Odd, really, to offer prospective players the startlingly high amount of test races and test tracks, you know…one, in order to decide on a purchase. But as I played through more of the retail copy, it dawned on me that perhaps Sega was trying to communicate a little something to people like me: this is bite-sized racing done correctly. This is an extremely stripped-down, enjoyable experience that doesn’t require much time or thought to breeze through, and we don’t have enough racers that can fit that niche. SROA allows you to jump online, pick a car, pick a track, play solo or play online, and finish without investing a few hours into a championship or series of races you just don’t have enough time for.

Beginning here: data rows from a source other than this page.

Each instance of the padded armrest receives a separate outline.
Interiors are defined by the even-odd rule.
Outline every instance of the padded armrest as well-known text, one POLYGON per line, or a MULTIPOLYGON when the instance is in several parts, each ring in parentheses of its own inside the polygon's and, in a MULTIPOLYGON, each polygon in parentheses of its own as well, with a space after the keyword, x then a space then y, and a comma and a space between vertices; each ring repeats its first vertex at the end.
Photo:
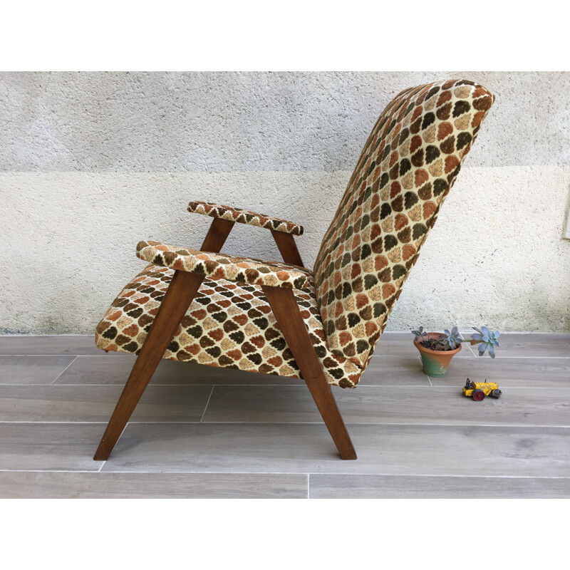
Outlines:
POLYGON ((276 232, 283 232, 296 236, 300 236, 303 233, 303 226, 287 222, 286 219, 257 214, 248 209, 212 204, 209 202, 191 202, 188 204, 188 212, 193 214, 203 214, 212 218, 221 218, 229 222, 238 222, 240 224, 249 224, 250 226, 274 229, 276 232))
POLYGON ((206 253, 160 242, 140 242, 137 257, 155 265, 197 273, 214 280, 296 289, 308 289, 313 284, 312 272, 294 265, 206 253))

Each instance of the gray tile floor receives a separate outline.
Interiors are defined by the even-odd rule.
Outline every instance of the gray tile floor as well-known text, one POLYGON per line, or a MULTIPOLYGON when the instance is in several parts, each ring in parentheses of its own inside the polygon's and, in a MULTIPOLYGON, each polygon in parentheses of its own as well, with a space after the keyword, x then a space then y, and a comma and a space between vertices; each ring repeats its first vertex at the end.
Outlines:
POLYGON ((333 389, 343 461, 304 383, 163 361, 110 459, 92 459, 133 357, 90 336, 0 337, 0 497, 570 497, 570 334, 504 334, 424 375, 385 333, 333 389), (499 400, 461 395, 497 381, 499 400))

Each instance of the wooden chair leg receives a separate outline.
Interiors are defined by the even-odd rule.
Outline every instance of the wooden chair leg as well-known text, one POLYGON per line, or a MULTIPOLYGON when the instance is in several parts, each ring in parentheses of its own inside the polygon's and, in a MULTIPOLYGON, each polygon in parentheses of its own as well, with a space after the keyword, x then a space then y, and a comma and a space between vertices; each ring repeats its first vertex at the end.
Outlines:
POLYGON ((226 238, 229 235, 235 223, 227 219, 214 218, 208 229, 208 233, 206 234, 200 251, 219 253, 222 246, 226 242, 226 238))
POLYGON ((105 460, 113 451, 203 280, 201 275, 175 271, 97 448, 95 461, 105 460))
POLYGON ((313 348, 292 289, 266 286, 262 289, 341 457, 356 459, 354 447, 313 348))
POLYGON ((290 263, 291 265, 299 265, 300 267, 304 267, 303 261, 301 259, 301 254, 297 249, 297 244, 295 243, 295 239, 291 234, 286 234, 284 232, 276 232, 271 229, 273 239, 275 243, 277 244, 277 247, 279 249, 279 252, 283 257, 283 261, 285 263, 290 263))

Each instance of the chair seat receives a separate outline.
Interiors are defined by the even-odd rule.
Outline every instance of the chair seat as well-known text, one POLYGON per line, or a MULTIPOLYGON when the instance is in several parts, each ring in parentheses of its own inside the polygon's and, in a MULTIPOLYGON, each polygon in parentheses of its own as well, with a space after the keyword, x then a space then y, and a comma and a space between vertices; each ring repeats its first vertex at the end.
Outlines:
MULTIPOLYGON (((137 275, 97 326, 97 346, 138 354, 173 274, 150 264, 137 275)), ((294 294, 327 380, 353 388, 363 370, 328 350, 312 282, 294 294)), ((162 358, 301 377, 261 288, 224 279, 204 280, 162 358)))

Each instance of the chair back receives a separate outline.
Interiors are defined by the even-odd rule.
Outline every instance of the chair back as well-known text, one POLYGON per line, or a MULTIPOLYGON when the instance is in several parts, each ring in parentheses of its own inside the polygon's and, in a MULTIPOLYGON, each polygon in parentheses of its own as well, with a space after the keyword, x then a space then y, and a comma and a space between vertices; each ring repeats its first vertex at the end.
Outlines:
POLYGON ((333 353, 368 365, 494 100, 451 80, 406 89, 380 115, 314 266, 333 353))

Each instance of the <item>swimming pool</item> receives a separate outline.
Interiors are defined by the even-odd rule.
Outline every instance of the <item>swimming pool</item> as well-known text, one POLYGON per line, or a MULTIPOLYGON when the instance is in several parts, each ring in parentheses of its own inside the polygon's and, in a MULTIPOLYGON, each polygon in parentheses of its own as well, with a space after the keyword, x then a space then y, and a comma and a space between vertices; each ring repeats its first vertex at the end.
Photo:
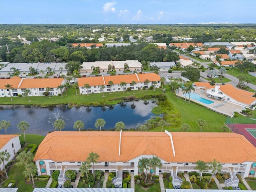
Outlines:
MULTIPOLYGON (((186 94, 183 94, 183 95, 185 97, 186 96, 186 94)), ((188 98, 189 97, 189 94, 187 94, 187 98, 188 98)), ((191 92, 190 93, 190 99, 193 99, 195 100, 196 100, 197 101, 201 102, 202 103, 204 103, 207 105, 209 105, 210 104, 212 104, 212 103, 214 102, 214 101, 212 101, 210 100, 203 98, 202 97, 201 97, 200 95, 196 93, 195 93, 194 92, 191 92)))

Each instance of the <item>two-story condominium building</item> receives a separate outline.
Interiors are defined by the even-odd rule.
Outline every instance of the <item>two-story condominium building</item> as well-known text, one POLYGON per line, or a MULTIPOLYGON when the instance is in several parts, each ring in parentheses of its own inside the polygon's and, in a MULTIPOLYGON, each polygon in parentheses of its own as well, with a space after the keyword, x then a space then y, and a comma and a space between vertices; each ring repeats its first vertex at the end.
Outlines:
POLYGON ((24 91, 26 89, 31 92, 29 96, 42 96, 47 87, 51 89, 49 92, 51 95, 58 95, 61 93, 60 90, 58 89, 58 86, 65 83, 65 80, 62 78, 26 79, 14 77, 9 79, 0 79, 0 96, 10 97, 10 94, 12 96, 19 94, 25 96, 24 91), (5 87, 8 84, 12 88, 10 92, 5 87))
MULTIPOLYGON (((155 170, 148 168, 149 171, 156 175, 170 173, 174 185, 183 181, 177 172, 198 172, 195 167, 199 160, 219 161, 221 172, 231 176, 225 181, 226 186, 238 186, 235 174, 256 177, 256 148, 244 136, 234 133, 55 131, 42 141, 34 160, 38 175, 60 170, 62 184, 65 172, 79 171, 91 152, 99 156, 95 170, 117 172, 115 184, 122 182, 122 171, 135 175, 143 172, 138 168, 140 159, 153 156, 160 160, 161 165, 155 170)), ((205 172, 212 171, 209 168, 205 172)))
MULTIPOLYGON (((20 135, 0 135, 0 152, 5 151, 10 155, 9 160, 4 161, 5 165, 13 159, 17 152, 21 148, 19 136, 20 135)), ((4 170, 2 161, 0 162, 0 169, 4 170)))
POLYGON ((161 85, 161 78, 155 73, 147 73, 142 74, 132 74, 123 75, 115 75, 113 76, 104 76, 100 77, 89 77, 79 78, 78 80, 78 86, 80 93, 82 94, 87 93, 97 93, 105 92, 122 91, 125 90, 129 87, 135 90, 142 89, 144 87, 147 88, 151 86, 154 86, 153 82, 157 83, 156 87, 159 88, 161 85), (148 84, 145 83, 145 81, 149 80, 148 84), (110 81, 112 81, 114 85, 112 86, 109 84, 110 81), (132 81, 136 82, 134 86, 131 84, 132 81), (126 85, 122 86, 121 82, 125 82, 126 85), (90 87, 88 89, 84 87, 85 84, 88 84, 90 87), (102 85, 106 87, 104 89, 100 87, 102 85), (88 92, 87 93, 87 91, 88 92))

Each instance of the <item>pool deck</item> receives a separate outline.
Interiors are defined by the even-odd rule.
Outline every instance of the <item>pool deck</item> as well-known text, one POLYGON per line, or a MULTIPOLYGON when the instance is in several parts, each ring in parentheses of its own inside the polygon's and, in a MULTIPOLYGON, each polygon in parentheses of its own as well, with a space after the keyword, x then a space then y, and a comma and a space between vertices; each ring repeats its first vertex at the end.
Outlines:
MULTIPOLYGON (((228 102, 227 103, 225 103, 223 101, 220 100, 217 100, 214 98, 209 98, 205 94, 205 90, 204 90, 203 93, 201 92, 202 90, 196 89, 195 91, 194 92, 192 91, 192 92, 194 92, 195 93, 199 94, 201 97, 203 98, 213 101, 214 103, 208 105, 205 103, 200 102, 197 100, 192 99, 191 98, 190 98, 190 100, 192 100, 198 103, 200 103, 209 108, 211 110, 228 115, 231 117, 233 116, 233 111, 239 111, 242 110, 242 108, 240 106, 233 104, 230 102, 228 102), (220 104, 223 104, 223 105, 216 108, 213 107, 214 106, 220 104)), ((179 90, 178 93, 177 93, 178 94, 179 96, 184 97, 184 96, 182 95, 183 93, 181 90, 179 90)), ((187 99, 188 100, 188 97, 187 97, 187 99)))

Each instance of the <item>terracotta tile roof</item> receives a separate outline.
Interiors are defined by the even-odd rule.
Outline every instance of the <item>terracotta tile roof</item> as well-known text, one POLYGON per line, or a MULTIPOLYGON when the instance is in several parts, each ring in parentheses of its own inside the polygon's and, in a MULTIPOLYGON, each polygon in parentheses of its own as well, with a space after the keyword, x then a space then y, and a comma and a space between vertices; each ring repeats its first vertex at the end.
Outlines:
POLYGON ((21 80, 21 78, 18 77, 13 77, 9 79, 0 79, 0 89, 5 89, 5 85, 9 84, 12 85, 14 89, 18 88, 18 86, 21 80))
POLYGON ((20 136, 20 135, 0 135, 0 149, 4 147, 12 138, 20 136))
POLYGON ((34 161, 84 161, 93 152, 100 156, 100 162, 126 162, 142 154, 153 154, 168 162, 209 162, 214 159, 223 163, 256 161, 256 148, 241 135, 171 133, 175 156, 170 136, 164 132, 123 132, 119 156, 119 132, 55 131, 48 134, 42 141, 34 161), (196 150, 191 153, 191 149, 196 150), (211 152, 206 153, 209 149, 211 152))
POLYGON ((23 79, 20 88, 56 88, 62 84, 64 81, 62 78, 48 78, 47 79, 23 79))
POLYGON ((256 98, 252 96, 255 95, 254 93, 238 89, 231 84, 222 85, 220 90, 225 94, 242 103, 249 105, 256 100, 256 98))

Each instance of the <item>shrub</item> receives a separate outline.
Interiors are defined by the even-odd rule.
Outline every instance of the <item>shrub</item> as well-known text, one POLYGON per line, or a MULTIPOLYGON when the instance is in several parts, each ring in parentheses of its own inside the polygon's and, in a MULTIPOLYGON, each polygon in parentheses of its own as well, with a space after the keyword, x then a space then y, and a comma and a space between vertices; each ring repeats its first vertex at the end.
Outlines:
POLYGON ((127 183, 124 183, 124 184, 123 184, 123 188, 127 188, 127 183))
POLYGON ((69 180, 67 180, 64 182, 63 186, 65 188, 70 188, 71 186, 71 182, 69 180))

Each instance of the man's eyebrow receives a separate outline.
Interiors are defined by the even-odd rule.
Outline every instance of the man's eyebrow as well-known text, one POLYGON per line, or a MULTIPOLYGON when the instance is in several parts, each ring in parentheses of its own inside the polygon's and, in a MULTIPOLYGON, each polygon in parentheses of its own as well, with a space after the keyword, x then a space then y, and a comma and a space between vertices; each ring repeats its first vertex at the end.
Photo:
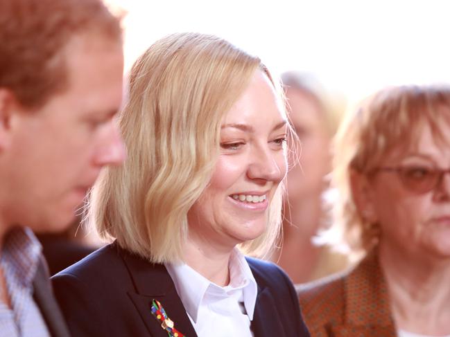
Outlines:
MULTIPOLYGON (((287 123, 287 121, 286 120, 284 120, 277 124, 272 129, 272 131, 277 130, 278 129, 280 129, 283 127, 287 123)), ((232 124, 225 124, 224 125, 222 125, 220 127, 220 129, 225 129, 227 127, 234 127, 235 129, 239 129, 240 130, 242 130, 245 132, 254 132, 254 129, 253 127, 251 125, 248 125, 246 124, 239 124, 239 123, 232 123, 232 124)))

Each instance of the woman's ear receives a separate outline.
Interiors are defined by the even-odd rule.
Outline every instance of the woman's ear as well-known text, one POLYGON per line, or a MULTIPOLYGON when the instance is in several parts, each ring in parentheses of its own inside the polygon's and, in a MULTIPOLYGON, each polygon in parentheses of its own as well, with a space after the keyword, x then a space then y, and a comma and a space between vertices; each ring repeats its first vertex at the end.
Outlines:
POLYGON ((369 223, 377 222, 374 190, 367 174, 352 170, 350 185, 353 201, 359 215, 369 223))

Right off the bat you’ll notice that there isn’t too much variety packed into this arcade offering. Five tracks, about twelve cars, and vague unlockables doesn’t seem like too much to entice players into initiating race after race, but SROA’s main appeal lies in the fact that it’s so much like an arcade racer you’d sit down to at your local game hall (if you still have one, lucky) that it feels like you’re paying more for the experience and less for content – this is a decent offering for roughly a third of the price a retail game would go for.

If you’re a hardcore race fan you’ll also take note of the game’s physics – yes, they’re terribly unrealistic, but it was done deliberately and as a result you’re less steering the car than you are the camera with the car, or so it seemed to me. You can take turns a lot faster than with, say, a game like Need for Speed or the far-removed Gran Turismo, which is great for people like me who hit corners and turns with the pedal to the metal. Pfft. Who needs drifting? Even a speed demon like myself was able to perform decently with the Subaru Impreza I chose from the game’s trial version. And because it doesn’t rely on punishing difficulty to attract players, it kept me coming back to try and top my time or advance further.

The game isn’t going to win any awards for graphics, but takes the cake with lush, colorful environments and tracks as well as attractive cars and menu design. As previously mentioned, the familiar “game over” voice is a bit different, but still a welcome addition. Interestingly, SROA offers racing wheel support, so if you’re looking for something else to try out your wireless steering wheel, look no further. Any title that offers support for an oft-overlooked peripheral gets my vote – do you know how much I actually used my Vision camera? Not much.

If simple arcade physics, a campy narrator, and relatively smooth online gameplay doesn’t strike your fancy, it may be worth your MS Points (if getting the game for that amount wasn’t enough) to unlock some simple achievements and even a racing suit for your Avatar. Sure, naysayers may boast they don’t NEED any more digital clothing, they don’t care, etc., it’s a cool extra that you’re not paying any extra for, so why not add it to your virtual self’s closet?

Sega Rally Online Arcade is a decently-priced, bite-sized arcade racer that should please that inner 10-year-old who’d jump at the chance to play the game in a full-size cabinet complete with the uncomfortable plastic seat, or just about anyone with a few minutes to kill and wants to hop online, race someone across the world in a matter of minutes, and get right back offline to attend to other pressing matters. In this respect the game does really approximate the same arcade-like feel of its namesake and successfully approximates it into today’s online multiplayer scene, arguably the successor to the great quarter gobbling parlors of the past. It’s no-frills, that’s for sure, but it’s packed full of nostalgia and is a welcome addition to any fan of arcade racing jonesing for a little more “Game Over YEEAHH!”